[3dem] [ccpem] GroEL best resolution map. (FSC RESOLUTION ??)
Marin van Heel
marin.vanheel at googlemail.com
Mon Sep 3 04:47:20 PDT 2018
For the first time in my life I fully agree with what Steven says here!
Does that mean we are both getting old Steven or is that just me?
Have fun!
Marin
On 02/09/2018 23:38, Ludtke, Steven J wrote:
> Ok, can't resist chiming in any more.
>
> The basis of this general consensus, IS mathematical. The specific
> threshold (2/3 Nyquist) which pretty much everyone agreed on back in
> the 90's, is empirical. The reason (at least the one I've always used)
> is that you do not have a complete representation of data at Nyquist.

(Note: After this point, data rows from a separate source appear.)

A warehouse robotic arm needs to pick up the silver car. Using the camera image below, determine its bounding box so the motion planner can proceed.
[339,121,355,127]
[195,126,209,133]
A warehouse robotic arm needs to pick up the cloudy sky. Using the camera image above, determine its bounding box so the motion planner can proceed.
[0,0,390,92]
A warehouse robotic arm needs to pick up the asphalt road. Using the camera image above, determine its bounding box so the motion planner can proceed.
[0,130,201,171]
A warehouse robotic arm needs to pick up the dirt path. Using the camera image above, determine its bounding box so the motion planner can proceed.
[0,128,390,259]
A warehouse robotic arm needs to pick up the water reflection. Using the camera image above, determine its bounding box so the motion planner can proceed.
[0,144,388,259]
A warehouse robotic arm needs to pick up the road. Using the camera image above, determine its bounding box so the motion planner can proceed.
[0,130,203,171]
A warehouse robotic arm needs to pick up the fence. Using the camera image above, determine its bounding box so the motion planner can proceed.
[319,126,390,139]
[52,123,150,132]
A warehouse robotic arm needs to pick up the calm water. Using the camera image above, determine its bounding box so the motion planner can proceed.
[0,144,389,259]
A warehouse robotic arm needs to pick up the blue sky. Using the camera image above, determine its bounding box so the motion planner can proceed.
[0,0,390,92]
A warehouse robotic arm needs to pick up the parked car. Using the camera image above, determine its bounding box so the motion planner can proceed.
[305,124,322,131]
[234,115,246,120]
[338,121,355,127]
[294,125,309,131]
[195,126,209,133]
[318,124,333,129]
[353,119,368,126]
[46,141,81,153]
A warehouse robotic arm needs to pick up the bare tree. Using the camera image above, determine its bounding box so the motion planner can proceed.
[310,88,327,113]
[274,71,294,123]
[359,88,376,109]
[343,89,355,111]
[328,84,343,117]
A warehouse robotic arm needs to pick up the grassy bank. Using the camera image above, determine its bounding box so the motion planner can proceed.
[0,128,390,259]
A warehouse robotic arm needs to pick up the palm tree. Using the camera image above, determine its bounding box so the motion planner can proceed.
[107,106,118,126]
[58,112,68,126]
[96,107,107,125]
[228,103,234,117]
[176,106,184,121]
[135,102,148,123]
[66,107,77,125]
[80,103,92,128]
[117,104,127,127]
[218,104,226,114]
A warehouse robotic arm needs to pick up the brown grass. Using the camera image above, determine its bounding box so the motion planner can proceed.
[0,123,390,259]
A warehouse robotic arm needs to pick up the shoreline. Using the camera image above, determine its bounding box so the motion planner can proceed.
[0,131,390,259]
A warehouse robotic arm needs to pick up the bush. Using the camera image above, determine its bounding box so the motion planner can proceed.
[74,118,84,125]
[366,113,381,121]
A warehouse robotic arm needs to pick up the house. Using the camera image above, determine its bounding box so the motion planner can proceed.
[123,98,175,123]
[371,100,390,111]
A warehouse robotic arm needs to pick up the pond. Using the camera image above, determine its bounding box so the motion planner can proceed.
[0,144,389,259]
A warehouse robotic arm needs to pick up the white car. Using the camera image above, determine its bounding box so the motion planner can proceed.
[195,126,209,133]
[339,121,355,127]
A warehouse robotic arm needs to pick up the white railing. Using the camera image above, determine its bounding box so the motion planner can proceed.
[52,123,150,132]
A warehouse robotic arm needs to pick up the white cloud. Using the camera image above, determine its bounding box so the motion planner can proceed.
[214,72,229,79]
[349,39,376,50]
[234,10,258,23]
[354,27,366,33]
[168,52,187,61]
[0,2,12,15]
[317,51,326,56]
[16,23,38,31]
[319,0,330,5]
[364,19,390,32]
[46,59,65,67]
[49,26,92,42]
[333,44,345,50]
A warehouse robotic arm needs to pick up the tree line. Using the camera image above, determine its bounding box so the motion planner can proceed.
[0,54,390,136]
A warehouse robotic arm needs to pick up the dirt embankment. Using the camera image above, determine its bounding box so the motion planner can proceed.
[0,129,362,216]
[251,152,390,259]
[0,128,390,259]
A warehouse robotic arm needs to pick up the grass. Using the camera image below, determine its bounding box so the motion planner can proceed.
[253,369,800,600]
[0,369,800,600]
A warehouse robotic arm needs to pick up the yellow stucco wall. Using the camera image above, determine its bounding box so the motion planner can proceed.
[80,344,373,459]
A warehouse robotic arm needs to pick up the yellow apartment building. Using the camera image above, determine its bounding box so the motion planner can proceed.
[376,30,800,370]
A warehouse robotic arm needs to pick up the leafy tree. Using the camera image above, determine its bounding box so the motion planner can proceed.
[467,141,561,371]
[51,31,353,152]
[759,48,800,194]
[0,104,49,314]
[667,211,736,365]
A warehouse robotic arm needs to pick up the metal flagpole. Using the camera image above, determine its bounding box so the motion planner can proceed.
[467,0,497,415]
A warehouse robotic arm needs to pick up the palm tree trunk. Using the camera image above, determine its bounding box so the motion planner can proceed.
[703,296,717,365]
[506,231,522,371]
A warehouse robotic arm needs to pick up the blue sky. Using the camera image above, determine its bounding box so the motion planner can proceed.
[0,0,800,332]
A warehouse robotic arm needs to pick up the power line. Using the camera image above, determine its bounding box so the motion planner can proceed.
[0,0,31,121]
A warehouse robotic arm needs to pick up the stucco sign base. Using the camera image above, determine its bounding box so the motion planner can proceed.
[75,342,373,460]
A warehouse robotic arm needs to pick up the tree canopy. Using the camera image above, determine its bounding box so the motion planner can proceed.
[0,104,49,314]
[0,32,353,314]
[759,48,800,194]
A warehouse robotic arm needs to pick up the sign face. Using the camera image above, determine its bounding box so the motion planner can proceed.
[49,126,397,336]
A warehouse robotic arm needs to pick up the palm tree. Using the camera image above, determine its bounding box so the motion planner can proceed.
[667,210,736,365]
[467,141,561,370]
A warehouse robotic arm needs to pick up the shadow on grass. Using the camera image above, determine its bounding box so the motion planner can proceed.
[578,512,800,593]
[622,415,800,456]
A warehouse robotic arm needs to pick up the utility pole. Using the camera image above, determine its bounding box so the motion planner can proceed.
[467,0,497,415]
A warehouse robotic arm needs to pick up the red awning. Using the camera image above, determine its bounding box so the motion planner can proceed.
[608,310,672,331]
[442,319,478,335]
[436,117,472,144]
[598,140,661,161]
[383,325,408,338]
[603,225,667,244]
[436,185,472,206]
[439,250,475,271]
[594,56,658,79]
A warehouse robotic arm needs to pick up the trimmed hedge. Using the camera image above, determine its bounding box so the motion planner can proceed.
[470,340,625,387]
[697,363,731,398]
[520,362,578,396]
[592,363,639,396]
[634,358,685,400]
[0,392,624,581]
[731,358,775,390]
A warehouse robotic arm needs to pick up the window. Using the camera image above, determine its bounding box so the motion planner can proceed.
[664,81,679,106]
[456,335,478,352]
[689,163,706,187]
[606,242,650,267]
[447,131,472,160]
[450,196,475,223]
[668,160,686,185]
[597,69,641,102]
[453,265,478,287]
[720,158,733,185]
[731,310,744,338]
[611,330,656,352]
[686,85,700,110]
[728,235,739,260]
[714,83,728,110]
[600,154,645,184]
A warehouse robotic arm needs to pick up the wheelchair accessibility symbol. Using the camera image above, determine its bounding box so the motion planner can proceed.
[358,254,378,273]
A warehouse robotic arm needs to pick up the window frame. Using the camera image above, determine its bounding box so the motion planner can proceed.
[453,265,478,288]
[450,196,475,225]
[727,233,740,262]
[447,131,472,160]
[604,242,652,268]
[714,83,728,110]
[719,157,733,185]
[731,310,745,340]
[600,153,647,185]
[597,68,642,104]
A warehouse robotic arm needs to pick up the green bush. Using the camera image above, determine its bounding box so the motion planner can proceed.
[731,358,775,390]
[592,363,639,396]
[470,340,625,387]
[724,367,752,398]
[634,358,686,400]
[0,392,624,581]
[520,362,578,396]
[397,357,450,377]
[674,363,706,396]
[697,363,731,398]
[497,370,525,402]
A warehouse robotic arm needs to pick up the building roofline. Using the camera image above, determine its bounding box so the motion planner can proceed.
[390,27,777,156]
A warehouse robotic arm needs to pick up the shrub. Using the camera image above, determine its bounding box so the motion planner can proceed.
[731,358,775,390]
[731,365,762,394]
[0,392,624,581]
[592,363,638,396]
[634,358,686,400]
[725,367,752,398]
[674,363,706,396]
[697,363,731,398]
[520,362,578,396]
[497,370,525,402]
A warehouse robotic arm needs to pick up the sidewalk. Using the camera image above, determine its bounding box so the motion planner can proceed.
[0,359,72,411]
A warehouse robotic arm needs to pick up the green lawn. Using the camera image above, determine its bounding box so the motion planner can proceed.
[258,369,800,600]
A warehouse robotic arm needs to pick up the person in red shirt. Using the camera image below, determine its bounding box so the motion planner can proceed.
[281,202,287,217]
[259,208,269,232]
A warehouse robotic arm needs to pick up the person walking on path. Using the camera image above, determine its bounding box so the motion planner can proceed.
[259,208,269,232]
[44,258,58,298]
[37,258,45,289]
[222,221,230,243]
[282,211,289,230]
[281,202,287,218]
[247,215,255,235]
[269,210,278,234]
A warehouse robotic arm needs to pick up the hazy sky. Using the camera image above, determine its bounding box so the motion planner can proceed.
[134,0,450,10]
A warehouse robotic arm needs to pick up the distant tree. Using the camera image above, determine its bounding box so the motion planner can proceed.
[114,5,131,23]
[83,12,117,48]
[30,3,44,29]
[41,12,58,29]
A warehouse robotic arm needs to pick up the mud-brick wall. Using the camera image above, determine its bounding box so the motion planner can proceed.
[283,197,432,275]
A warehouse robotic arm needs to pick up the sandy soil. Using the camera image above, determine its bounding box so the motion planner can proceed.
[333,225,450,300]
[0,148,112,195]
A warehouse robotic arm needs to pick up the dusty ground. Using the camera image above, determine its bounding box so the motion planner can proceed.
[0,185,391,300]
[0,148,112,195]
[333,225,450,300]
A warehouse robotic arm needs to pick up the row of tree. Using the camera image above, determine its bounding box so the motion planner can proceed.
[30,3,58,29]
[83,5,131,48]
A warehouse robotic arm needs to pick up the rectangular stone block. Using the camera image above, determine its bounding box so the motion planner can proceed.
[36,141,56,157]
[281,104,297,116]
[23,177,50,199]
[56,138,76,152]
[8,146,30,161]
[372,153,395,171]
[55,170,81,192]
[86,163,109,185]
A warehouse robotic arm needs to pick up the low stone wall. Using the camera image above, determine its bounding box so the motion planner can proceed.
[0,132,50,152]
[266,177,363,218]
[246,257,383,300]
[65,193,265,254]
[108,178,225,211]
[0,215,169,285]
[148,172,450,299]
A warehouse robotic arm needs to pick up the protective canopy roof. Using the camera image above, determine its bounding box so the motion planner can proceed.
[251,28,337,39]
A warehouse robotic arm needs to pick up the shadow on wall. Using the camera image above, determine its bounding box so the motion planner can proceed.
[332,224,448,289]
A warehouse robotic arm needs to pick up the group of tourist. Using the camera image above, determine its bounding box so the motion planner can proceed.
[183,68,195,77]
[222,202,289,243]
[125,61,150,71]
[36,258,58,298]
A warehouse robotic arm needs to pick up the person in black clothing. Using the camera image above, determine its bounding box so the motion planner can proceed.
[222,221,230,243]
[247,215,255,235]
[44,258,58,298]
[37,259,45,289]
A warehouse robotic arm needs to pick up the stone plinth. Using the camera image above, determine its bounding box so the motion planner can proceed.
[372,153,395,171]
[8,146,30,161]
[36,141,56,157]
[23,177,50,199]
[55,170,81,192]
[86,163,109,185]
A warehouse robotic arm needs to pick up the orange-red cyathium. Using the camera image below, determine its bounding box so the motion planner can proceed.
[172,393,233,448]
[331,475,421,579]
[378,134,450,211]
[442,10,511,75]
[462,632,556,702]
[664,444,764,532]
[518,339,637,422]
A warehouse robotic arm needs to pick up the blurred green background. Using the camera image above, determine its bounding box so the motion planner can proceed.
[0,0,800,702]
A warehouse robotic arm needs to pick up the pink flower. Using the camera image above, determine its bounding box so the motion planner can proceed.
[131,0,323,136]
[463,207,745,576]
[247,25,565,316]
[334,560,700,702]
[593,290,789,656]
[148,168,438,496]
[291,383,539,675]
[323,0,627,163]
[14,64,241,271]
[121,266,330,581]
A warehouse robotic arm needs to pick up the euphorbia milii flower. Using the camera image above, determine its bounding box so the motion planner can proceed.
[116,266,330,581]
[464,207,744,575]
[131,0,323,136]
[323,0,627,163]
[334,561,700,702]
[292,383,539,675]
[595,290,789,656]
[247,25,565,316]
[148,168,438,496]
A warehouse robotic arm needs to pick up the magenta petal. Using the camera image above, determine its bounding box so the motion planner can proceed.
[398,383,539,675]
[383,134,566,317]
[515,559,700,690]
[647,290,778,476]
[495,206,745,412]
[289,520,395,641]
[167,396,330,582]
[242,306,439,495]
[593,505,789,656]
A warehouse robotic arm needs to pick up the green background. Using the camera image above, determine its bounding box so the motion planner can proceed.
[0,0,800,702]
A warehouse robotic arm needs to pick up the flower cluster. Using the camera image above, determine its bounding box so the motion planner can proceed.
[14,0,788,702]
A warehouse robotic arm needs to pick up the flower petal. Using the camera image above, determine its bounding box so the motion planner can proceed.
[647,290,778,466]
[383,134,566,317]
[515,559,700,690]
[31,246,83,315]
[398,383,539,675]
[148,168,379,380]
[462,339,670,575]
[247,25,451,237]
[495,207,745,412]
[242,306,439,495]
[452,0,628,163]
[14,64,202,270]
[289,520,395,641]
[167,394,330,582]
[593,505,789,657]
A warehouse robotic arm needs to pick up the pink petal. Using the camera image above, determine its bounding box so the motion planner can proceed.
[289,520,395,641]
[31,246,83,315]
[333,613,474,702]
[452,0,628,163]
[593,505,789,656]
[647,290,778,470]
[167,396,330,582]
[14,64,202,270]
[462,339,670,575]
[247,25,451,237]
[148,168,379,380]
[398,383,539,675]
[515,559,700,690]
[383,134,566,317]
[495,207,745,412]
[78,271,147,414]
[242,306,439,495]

> Nyquist corresponds to a +1/-1/+1/-1 sequence in adjacent pixels, if
> you phase shift this pattern by 90 degrees, it becomes 0,0,0,0. At 1/2
> Nqyuist, you can still represent arbitrary sinusoidal waveforms with
> arbitrary phase. Between 1/2 Nyquist and Nyquist, you get patterns
> which are dependent on position within the "box".
>
> When you do X-ray crystallography, you are measuring the Fourier
> intensities experimentally, and provided that you can get the correct
> phase, you can then oversample the real-space representation of the
> crystal pattern (with specified phases), such that it is fully
> sampled. In CryoEM, we image in real-space, and between 1/2 Nyquist
> and Nyquist the phases and amplitudes are convolved in spatially
> dependent ways, such that information is actually lost, and
> over-sampling cannot recover the information fully.
>
> This is NOT saying you cannot achieve FSC curves that remain close to
> 1 all the way to Nyquist. You can, of course, but the resulting
> reconstruction will not be properly sampled and features will be
> distorted from what you would see if you had the same structure
> measured with 2x finer sampling.
>
> Try this little experiment. Take a PDB model and convert to electron
> density with 1.5 Å/voxel sampling, repeat the same process, but
> translate the PDB by 0.75 Å in x/y/z before doing the conversion.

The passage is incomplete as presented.